As no offenses had as yet been brought before a DA or Grand Jury, the Esteemed Leader saw no purpose in responding to idle gossip. But his wife did. 

She was a recent immigrant who has married into all the esteem - at least, that which was native to us. No honor won beyond our shores mattered, of course, although the lady had scored myriads of awards and been feted in her native land, which was reputed to be New Zealand or Zanzibar or Zaire, one of the Zs. Her plea for fairness and a decent respect for the full measure by which truth was made manifest certainly sounded alien as well. 

It was unanimously reported by the news business that her editorial, widely carried and much commented on, was most profound and extremely eloquent, referring as it did to Seneca and Aeschylus and the 1,001 Nights. But in the pubs, it was seen that much skulduggery must be hiding behind such a vast curtain of prose, and, like in the cop shows, if a suspect is rumored to be in a house, then you approach said dwelling as if he definitely is. 

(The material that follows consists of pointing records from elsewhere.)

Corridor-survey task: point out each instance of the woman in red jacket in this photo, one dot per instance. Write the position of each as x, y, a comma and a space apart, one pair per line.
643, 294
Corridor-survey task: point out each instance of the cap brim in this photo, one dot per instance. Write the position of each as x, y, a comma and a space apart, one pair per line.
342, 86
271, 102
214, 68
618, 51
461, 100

For us, the law is a game played by elite specialists, like golf, and only concerns us if we are hit by a ball. The premise, often repeated, of innocence until proven guilty, is ludicrous, like Schrödinger's Cat*. Guilt or death dates precisely from the event, and not when it is revealed by honorable observers. 

When so much logical error  goes into establishing the past, it's no wonder we're so often gobsmacked by the future, like crazed drivers obsessed with our rearview mirrors. 

*Schrödinger's cat is a thought experiment, sometimes described as a paradox, devised by Austrian physicist Erwin Schrödinger, in which a cat in a box who might have died both did and didn't. A lot of funding goes into physics.